骨折やらの大事でなく、足首の捻挫程度だと思しき箍流のほうはともかく、コンクリート・ブロックの地面へとほぼ垂直に頭頂部から落下した(正確にはさせられた)鉄道の姿のせいで、そこはちょっとした死亡事故発生現場の様相を呈していたため、またしても蓮春が軽く発狂しかけたりもしたが、この件については今はさておこう。
ともかく、
危機感とか深刻さ、責任といった思考と感覚をお母さんのお腹の中に置いてきて生まれてきた滑は平常運転で保健室へと戻ってきた。
「すみません。お待たせしましたか?」
ドアを開け、呑気に言い終わりざま、紙コップへ挿されたストローを咥えて。
そんな滑を、並んだ二つのベッドに寝かされた箍流と鉄道を、傍らの椅子に座って看ていた蓮春は、最大級の侮慢と軽蔑も露わに見つめながら、
「……安定の人命軽視っぷりだな。怪我人二人もほっぽってジュース買いに行くとか、どういう神経だよお前は……」
毒づく気力も失せたように力無く問う。
「人命軽視とは、またひどい言われ方ですね。単に私の中での重要度がルートビアの次に人命なだけであって、別に人の命を軽く見たりはしてませんよ?」
「世間一般では、それを人命軽視って言うんだよ……」
「ちなみに今回のチョイスは基本に立ち返ってエンダーです。正直、ハイアーズにしようかとも考えていたので、かなり悩みました」
一般常識の欠落に加え、やはり人の話を聞いていない一方的な滑の答えに、しばし蓮春は眉間を押さえる。
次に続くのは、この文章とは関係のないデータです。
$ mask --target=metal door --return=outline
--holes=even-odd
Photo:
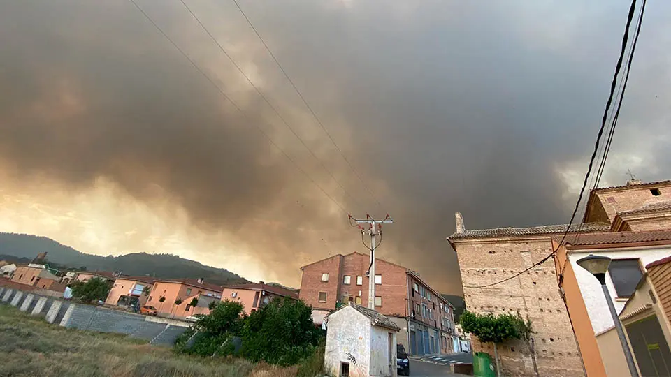
[[[625,326],[642,376],[671,376],[671,351],[656,316]]]

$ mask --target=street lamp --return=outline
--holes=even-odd
[[[631,355],[631,350],[629,349],[629,344],[627,343],[627,337],[624,334],[624,330],[622,329],[622,323],[620,322],[620,318],[617,316],[617,312],[615,311],[615,305],[613,304],[613,300],[610,297],[610,293],[608,293],[608,287],[606,286],[606,272],[608,272],[608,266],[610,265],[610,258],[590,254],[579,259],[577,263],[579,266],[594,275],[594,277],[601,283],[601,290],[603,291],[604,296],[606,297],[606,302],[608,303],[610,315],[613,317],[613,322],[615,323],[615,330],[617,331],[617,336],[620,339],[620,344],[622,346],[622,350],[624,351],[624,357],[627,359],[629,373],[631,374],[632,377],[638,377],[638,370],[636,369],[634,358]]]

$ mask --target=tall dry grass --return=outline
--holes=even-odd
[[[120,334],[49,325],[0,305],[0,376],[289,377],[298,369],[176,355]]]

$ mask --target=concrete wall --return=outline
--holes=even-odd
[[[115,332],[150,341],[152,344],[172,345],[189,324],[110,310],[100,306],[73,304],[50,297],[3,289],[0,298],[33,316],[44,316],[47,322],[68,328],[101,332]]]
[[[377,326],[370,327],[370,367],[368,371],[371,376],[396,376],[396,332]]]
[[[349,376],[368,376],[370,320],[351,307],[329,316],[324,363],[329,376],[340,375],[340,363],[349,363]]]
[[[662,259],[671,254],[671,248],[669,247],[647,247],[630,249],[614,249],[612,250],[574,250],[569,257],[571,267],[575,274],[576,280],[580,286],[580,292],[589,314],[590,321],[595,333],[599,333],[615,325],[613,318],[608,310],[608,304],[601,290],[601,285],[587,270],[577,265],[579,259],[589,254],[595,256],[607,256],[612,259],[640,258],[641,264],[644,266],[656,260]],[[626,298],[617,297],[615,286],[613,285],[610,275],[606,276],[606,286],[610,293],[615,309],[619,313],[624,308],[627,302]]]

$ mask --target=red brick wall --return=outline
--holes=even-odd
[[[370,265],[370,257],[353,253],[347,256],[336,256],[303,269],[301,282],[301,300],[315,309],[336,309],[336,302],[341,296],[352,296],[353,301],[361,297],[361,305],[368,305],[368,278],[366,272]],[[382,298],[382,305],[376,309],[382,314],[407,315],[407,275],[405,267],[377,259],[375,274],[382,276],[382,283],[375,286],[375,295]],[[329,281],[322,281],[322,274],[329,274]],[[343,278],[349,276],[350,283],[344,284]],[[356,285],[356,276],[362,276],[362,284]],[[361,294],[359,294],[361,291]],[[319,293],[326,293],[326,302],[319,302]]]
[[[303,268],[298,298],[315,309],[334,310],[338,294],[338,273],[342,256],[338,255]],[[329,281],[322,281],[322,274],[329,274]],[[326,293],[326,302],[319,302],[319,292]]]

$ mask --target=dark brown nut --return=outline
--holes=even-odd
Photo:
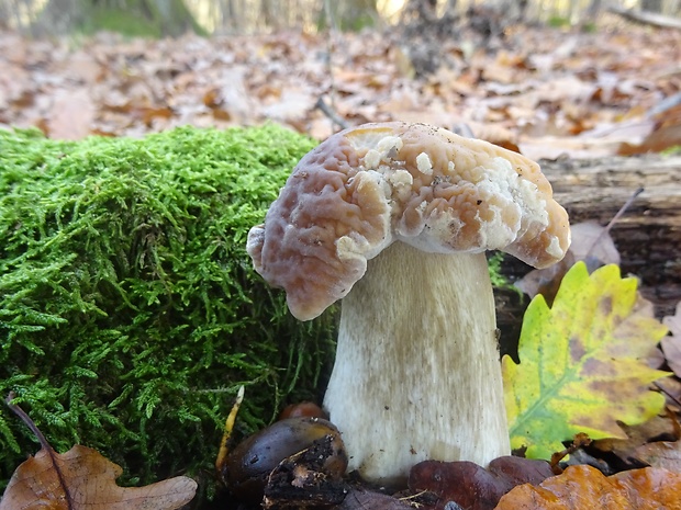
[[[331,438],[334,453],[325,460],[323,469],[331,478],[339,478],[347,467],[340,433],[330,421],[309,417],[277,421],[244,440],[227,455],[221,476],[235,497],[257,505],[272,469],[325,438]]]

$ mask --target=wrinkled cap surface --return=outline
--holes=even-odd
[[[535,268],[570,245],[566,211],[539,166],[425,124],[337,133],[304,156],[250,229],[258,273],[301,320],[344,297],[394,241],[434,253],[499,249]]]

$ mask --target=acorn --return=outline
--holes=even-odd
[[[314,471],[324,479],[340,479],[348,462],[340,432],[330,421],[310,417],[277,421],[248,437],[227,455],[220,474],[236,498],[258,505],[272,471],[289,457],[321,445],[322,458],[317,455]]]

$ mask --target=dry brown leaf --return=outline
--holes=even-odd
[[[572,243],[566,257],[557,264],[528,272],[515,286],[534,297],[544,295],[551,304],[565,273],[578,261],[583,260],[590,272],[605,264],[619,265],[619,251],[607,228],[595,222],[583,222],[570,227]]]
[[[186,476],[119,487],[121,473],[120,466],[86,446],[77,444],[63,454],[43,447],[16,468],[0,510],[172,510],[197,491],[197,483]]]
[[[636,449],[634,457],[652,467],[681,474],[681,441],[656,441]]]
[[[495,510],[681,510],[681,475],[658,467],[605,477],[591,466],[570,466],[562,475],[506,494]]]

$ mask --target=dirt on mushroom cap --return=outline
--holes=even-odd
[[[344,297],[367,260],[399,240],[428,252],[504,250],[534,267],[570,243],[539,166],[425,124],[340,132],[295,167],[248,235],[256,270],[301,320]]]

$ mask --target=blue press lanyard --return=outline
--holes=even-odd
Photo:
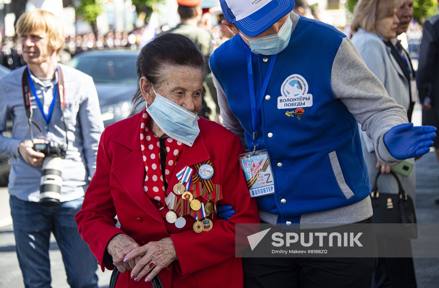
[[[43,117],[44,117],[44,120],[46,120],[46,123],[47,123],[46,128],[49,131],[49,123],[50,122],[50,119],[52,119],[52,115],[53,114],[54,108],[55,107],[55,102],[56,101],[56,94],[58,92],[58,86],[55,85],[54,87],[54,95],[53,99],[52,99],[52,103],[50,103],[50,107],[49,109],[49,113],[46,115],[44,114],[44,111],[43,108],[43,105],[41,104],[41,102],[40,102],[40,99],[38,99],[38,96],[36,94],[36,90],[35,90],[35,86],[33,85],[33,81],[32,80],[32,79],[30,76],[30,72],[29,68],[28,67],[28,76],[29,79],[29,86],[30,86],[31,90],[32,91],[32,93],[33,94],[34,96],[35,96],[35,101],[36,101],[36,104],[38,105],[38,108],[40,108],[40,111],[41,112],[41,114],[43,114]],[[58,73],[58,67],[57,66],[56,69],[55,70],[55,75],[57,75]]]
[[[399,51],[399,50],[398,49],[397,47],[396,47],[396,51],[397,51],[398,53],[399,54],[399,56],[400,56],[401,58],[403,58],[403,61],[404,61],[404,63],[406,64],[406,66],[407,66],[407,69],[409,70],[409,74],[412,75],[413,72],[412,71],[411,67],[410,66],[410,65],[409,65],[408,62],[407,61],[407,59],[406,58],[405,55],[404,55],[403,53]]]
[[[253,78],[253,64],[252,63],[252,52],[250,48],[246,45],[247,60],[247,72],[248,74],[248,88],[250,90],[250,103],[252,110],[252,122],[253,124],[253,152],[256,151],[256,147],[258,146],[258,133],[259,130],[259,123],[261,121],[261,106],[262,105],[262,100],[264,94],[267,90],[268,82],[270,80],[271,73],[273,72],[273,67],[274,67],[274,62],[277,57],[277,54],[271,56],[270,63],[268,64],[268,68],[267,73],[264,78],[264,82],[261,88],[261,91],[258,98],[258,103],[256,103],[256,95],[255,94],[255,84]]]

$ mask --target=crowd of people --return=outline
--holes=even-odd
[[[87,51],[104,49],[139,48],[144,27],[133,31],[110,31],[104,35],[90,32],[65,37],[59,55],[60,63],[65,64],[72,57]],[[7,37],[0,43],[0,65],[11,70],[25,64],[23,60],[22,45],[17,36]]]
[[[425,26],[417,83],[396,38],[413,0],[359,0],[349,37],[301,16],[305,1],[220,0],[209,11],[217,25],[201,2],[177,0],[181,23],[141,47],[140,112],[105,129],[93,79],[62,54],[137,49],[142,31],[65,40],[50,12],[18,19],[2,49],[18,68],[0,79],[0,132],[12,122],[0,153],[11,158],[25,286],[50,287],[53,232],[72,287],[97,287],[97,265],[122,288],[416,287],[412,258],[385,248],[379,258],[241,259],[235,229],[385,223],[372,204],[381,174],[380,192],[400,194],[396,179],[407,193],[395,205],[414,213],[415,161],[438,147],[438,16]],[[418,90],[429,112],[415,126]],[[401,163],[411,172],[394,174]],[[406,237],[365,237],[374,250],[411,250]]]

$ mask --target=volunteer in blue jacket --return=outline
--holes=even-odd
[[[261,222],[370,223],[357,121],[388,165],[427,153],[435,129],[407,123],[345,36],[294,14],[292,0],[220,2],[223,24],[236,35],[210,67],[224,125],[255,153],[248,157],[261,171],[270,167],[258,160],[271,163],[264,182],[273,182],[262,189],[245,171]],[[243,259],[245,284],[370,287],[375,261]]]

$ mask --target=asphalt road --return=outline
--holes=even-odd
[[[419,223],[439,223],[439,165],[434,153],[430,152],[418,160],[416,167],[416,214]],[[11,224],[9,196],[6,188],[0,188],[0,288],[23,287],[21,272],[15,252],[15,241]],[[52,287],[68,287],[58,246],[52,237],[50,241]],[[414,259],[416,277],[420,288],[435,288],[439,283],[439,258]],[[111,271],[97,271],[100,287],[108,287]]]

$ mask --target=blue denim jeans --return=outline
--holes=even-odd
[[[81,209],[83,199],[82,197],[50,207],[11,197],[17,256],[26,288],[51,287],[50,232],[62,254],[70,287],[97,288],[96,259],[81,238],[75,222],[75,215]]]

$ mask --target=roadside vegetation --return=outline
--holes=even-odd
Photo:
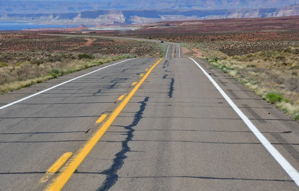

すでに胃痛だけでなく、そこからくる吐き気によって催される頭痛にも苛まれて。
と、そんなタイミングに、
「まあまあハッチン、そう角立てるなって。ルートビアはスーチャンのガソリンなんだから仕方無えわな」
頭部をミイラ男かと見紛うばかりに包帯で巻かれた鉄道が、ベッドの上で上体を起こし、包帯の隙間から垣間見える笑顔も眩しく滑を擁護する言葉を挟んでくる。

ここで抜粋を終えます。